De pronto, de golpe, acaban los gritos y los tambores. Hombres y dioses han sido derrotados. Muertos los dioses ha muerto el tiempo. Muertos los hombres la ciudad ha muerto
Eduardo Galeano

Sergio Mendoza es un prestigioso cirujano que trabajó durante nueve años en el Hospital Italiano. Obtuvo su título con promedio altísimo en la UNC y por esa causa fue elegido para participar del equipo médico del Doctor Fernández, el prestigioso cardiólogo. La fama y el renombre están al alcance de sus manos pero Sergio busca algo más. Su altruismo es su mayor tesoro. Servir a los más necesitados, aquellos que no gozan del beneficio de una obra social, aquellos abandonados a la buena de Dios, esa es su aspiración, su más caro anhelo. Pudo tenerlo todo en la ciudad, pero siente como muchos el llamado de la tierra, la misma tierra que Eustaquio Rivera en La Vorágine llamó la devoradora de hombres. Es así que pidió hace tres meses su traslado al interior de la provincia y ha llegado el ansiado destino, un pequeño paraje del departamento de Rivadavia llamado Andrade, así lo explicita la circular del Ministerio de Salud.

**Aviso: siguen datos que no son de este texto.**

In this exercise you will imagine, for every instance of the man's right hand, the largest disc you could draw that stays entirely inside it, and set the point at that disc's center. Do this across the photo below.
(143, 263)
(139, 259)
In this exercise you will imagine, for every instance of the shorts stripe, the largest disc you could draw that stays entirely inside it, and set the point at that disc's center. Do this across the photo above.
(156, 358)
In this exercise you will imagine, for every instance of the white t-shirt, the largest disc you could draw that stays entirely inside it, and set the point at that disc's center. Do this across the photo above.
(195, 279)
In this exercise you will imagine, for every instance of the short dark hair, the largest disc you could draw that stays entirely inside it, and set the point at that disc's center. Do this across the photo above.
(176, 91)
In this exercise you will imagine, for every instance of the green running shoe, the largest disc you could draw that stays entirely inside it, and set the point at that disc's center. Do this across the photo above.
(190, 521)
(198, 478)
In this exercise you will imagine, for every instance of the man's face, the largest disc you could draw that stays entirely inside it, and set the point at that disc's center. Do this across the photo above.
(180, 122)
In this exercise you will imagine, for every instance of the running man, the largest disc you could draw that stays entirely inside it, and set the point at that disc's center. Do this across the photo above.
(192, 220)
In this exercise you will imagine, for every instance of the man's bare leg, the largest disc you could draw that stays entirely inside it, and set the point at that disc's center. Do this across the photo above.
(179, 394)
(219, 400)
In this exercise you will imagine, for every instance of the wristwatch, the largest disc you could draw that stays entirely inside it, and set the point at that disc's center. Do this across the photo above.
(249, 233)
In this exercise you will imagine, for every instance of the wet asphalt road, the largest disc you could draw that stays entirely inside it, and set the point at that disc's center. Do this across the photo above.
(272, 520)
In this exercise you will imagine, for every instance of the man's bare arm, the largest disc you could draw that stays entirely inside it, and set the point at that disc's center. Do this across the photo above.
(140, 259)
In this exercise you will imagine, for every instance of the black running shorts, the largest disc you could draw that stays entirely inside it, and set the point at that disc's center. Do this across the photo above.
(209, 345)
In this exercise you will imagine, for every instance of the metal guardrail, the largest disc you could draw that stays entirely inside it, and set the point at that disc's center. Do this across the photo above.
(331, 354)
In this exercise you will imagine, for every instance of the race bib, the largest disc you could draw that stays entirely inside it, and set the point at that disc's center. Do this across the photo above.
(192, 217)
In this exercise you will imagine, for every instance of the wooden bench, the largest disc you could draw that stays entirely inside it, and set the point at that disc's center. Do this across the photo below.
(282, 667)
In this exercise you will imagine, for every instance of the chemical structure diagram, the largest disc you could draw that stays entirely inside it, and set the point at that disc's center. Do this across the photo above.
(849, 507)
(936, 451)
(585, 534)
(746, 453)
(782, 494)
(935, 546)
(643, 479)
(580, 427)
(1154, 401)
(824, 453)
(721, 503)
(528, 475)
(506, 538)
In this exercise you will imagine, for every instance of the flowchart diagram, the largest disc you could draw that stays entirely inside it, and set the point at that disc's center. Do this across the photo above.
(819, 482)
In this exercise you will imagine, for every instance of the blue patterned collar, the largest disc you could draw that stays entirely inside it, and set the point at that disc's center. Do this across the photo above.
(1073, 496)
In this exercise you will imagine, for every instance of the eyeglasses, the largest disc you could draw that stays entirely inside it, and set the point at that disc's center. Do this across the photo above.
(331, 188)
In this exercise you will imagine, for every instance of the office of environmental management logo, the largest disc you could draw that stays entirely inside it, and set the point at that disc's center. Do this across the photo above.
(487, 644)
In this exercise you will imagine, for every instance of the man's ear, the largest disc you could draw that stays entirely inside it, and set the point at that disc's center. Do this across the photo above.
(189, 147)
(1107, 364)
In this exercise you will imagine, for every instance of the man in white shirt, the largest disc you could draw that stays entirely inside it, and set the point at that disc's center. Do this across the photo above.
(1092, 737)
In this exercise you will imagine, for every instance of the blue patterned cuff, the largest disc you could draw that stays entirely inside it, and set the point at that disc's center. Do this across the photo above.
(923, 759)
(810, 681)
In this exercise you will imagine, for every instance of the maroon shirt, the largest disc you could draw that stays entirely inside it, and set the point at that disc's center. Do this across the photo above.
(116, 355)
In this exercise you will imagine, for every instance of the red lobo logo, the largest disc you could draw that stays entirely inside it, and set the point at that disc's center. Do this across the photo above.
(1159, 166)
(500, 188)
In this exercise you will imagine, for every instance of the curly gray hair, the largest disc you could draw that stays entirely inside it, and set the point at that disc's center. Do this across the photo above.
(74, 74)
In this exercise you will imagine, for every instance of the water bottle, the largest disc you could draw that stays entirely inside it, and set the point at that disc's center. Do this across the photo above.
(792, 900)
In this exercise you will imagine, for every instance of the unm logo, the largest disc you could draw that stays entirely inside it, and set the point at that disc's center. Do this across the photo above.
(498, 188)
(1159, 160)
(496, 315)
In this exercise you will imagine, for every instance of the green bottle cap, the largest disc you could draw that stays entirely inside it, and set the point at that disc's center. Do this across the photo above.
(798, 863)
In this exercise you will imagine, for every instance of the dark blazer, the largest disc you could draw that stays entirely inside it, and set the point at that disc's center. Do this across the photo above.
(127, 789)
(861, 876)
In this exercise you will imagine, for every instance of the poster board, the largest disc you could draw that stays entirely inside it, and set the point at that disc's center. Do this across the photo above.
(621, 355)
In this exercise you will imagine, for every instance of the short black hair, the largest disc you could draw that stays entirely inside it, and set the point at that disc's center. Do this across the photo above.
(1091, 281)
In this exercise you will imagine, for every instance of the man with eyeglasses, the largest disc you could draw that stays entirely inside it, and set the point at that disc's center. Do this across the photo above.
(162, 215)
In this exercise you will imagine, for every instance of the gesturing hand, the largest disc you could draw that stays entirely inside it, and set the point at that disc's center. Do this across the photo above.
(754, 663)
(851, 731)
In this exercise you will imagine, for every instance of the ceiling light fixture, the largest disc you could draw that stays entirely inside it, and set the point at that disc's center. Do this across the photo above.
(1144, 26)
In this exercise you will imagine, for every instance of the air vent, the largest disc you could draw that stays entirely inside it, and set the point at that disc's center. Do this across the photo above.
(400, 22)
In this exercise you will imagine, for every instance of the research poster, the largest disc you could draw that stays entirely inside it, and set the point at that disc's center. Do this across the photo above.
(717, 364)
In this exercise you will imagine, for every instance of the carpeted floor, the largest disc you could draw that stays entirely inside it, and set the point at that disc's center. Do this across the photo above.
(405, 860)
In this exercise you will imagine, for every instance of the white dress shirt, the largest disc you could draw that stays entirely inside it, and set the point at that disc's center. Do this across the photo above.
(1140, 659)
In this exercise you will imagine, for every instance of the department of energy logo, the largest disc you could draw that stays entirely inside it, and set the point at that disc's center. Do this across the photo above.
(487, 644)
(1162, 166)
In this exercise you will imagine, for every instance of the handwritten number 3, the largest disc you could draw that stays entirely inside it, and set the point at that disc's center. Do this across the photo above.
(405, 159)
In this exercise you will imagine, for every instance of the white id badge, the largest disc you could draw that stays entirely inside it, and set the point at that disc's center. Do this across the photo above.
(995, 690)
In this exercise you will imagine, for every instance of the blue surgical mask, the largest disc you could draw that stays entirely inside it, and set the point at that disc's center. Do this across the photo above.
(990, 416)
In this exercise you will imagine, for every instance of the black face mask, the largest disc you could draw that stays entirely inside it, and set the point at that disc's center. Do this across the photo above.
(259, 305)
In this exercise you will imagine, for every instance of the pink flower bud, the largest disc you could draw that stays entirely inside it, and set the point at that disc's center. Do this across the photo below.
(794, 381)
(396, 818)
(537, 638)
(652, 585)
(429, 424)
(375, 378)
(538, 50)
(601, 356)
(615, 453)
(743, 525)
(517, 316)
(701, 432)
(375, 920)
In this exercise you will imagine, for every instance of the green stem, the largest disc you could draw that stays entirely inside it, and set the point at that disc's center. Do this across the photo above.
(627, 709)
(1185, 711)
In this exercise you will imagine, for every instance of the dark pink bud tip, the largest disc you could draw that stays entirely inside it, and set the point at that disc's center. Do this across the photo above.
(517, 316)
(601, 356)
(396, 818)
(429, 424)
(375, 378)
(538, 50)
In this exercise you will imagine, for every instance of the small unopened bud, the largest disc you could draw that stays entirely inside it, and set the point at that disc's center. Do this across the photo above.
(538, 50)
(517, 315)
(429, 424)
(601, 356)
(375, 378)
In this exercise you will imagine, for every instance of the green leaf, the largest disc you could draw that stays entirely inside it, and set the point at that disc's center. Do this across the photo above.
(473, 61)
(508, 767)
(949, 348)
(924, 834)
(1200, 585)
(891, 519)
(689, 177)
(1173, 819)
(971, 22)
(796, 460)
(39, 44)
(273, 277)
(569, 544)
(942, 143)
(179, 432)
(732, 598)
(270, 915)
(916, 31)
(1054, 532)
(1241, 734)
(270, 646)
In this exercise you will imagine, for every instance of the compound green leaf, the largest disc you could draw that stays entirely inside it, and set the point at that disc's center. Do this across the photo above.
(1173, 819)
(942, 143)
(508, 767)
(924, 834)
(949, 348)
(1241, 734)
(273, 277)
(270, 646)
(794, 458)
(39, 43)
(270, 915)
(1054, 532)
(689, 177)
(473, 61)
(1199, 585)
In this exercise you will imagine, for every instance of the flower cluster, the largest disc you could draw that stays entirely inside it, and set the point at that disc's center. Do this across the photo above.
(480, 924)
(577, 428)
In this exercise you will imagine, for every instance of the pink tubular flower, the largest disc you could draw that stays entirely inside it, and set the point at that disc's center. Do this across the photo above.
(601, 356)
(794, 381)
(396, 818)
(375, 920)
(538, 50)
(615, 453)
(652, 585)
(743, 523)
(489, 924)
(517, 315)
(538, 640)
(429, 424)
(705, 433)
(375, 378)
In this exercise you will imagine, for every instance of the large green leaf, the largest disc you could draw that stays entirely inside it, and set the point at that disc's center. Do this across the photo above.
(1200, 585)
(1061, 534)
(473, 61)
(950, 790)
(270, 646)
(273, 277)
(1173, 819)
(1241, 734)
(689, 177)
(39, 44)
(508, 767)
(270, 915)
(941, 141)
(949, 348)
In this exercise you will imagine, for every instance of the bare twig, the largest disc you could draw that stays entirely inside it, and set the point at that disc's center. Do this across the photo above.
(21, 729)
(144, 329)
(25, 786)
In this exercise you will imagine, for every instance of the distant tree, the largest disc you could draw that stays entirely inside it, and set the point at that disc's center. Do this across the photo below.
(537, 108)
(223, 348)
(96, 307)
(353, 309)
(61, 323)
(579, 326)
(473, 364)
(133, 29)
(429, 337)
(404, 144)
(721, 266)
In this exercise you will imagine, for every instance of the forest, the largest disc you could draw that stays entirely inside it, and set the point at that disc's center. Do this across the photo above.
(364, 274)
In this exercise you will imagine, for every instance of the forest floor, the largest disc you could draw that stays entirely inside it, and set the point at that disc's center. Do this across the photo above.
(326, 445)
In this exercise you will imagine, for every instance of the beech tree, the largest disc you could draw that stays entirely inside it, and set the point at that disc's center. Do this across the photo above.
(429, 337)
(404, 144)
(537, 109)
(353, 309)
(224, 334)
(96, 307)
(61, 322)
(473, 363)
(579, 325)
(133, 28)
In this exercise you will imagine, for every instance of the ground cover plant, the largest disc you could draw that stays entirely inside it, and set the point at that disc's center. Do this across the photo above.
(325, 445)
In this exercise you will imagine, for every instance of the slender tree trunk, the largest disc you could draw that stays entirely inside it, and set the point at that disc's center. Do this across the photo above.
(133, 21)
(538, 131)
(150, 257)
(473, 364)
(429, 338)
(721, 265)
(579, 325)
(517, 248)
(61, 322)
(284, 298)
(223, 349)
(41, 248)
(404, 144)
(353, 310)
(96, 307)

Apenas arriba al pueblo se dedica a conseguir una vivienda. Le ofrecen la casa que está al lado de la Sala de Primeros Auxilios, pero no es de su entero gusto. Él quiere más bien algo alejado, la referencia al río Tunuyán llama su atención. Busca, pregunta, indaga, hasta que finalmente consigue lo que desea, una casa a la vera del río. La casa en cuestión no es más que una vieja estructura de adobes, techo de paja, con, eso si, grandes ambientes. Para él eso es suficiente motivo de atracción, porque su departamento de la ciudad era muy pequeño, sin contar con que era compartido con otros dos amigos. A Sergio le encanta que la casa esté a la vera del río y esté rodeada de eucaliptos frondosos, que yerguen su sombra sobre los techos de su morada. Y el suave aroma de la tierra mojada por el agua y de la jarilla. Un inmenso jarillal se extiende por espacio de un kilómetro desde la casa de Sergio en dirección al este, lo que para el galeno actúa como un elemento paradisíaco. Sin dudas éste, éste y no otro es su lugar en el mundo.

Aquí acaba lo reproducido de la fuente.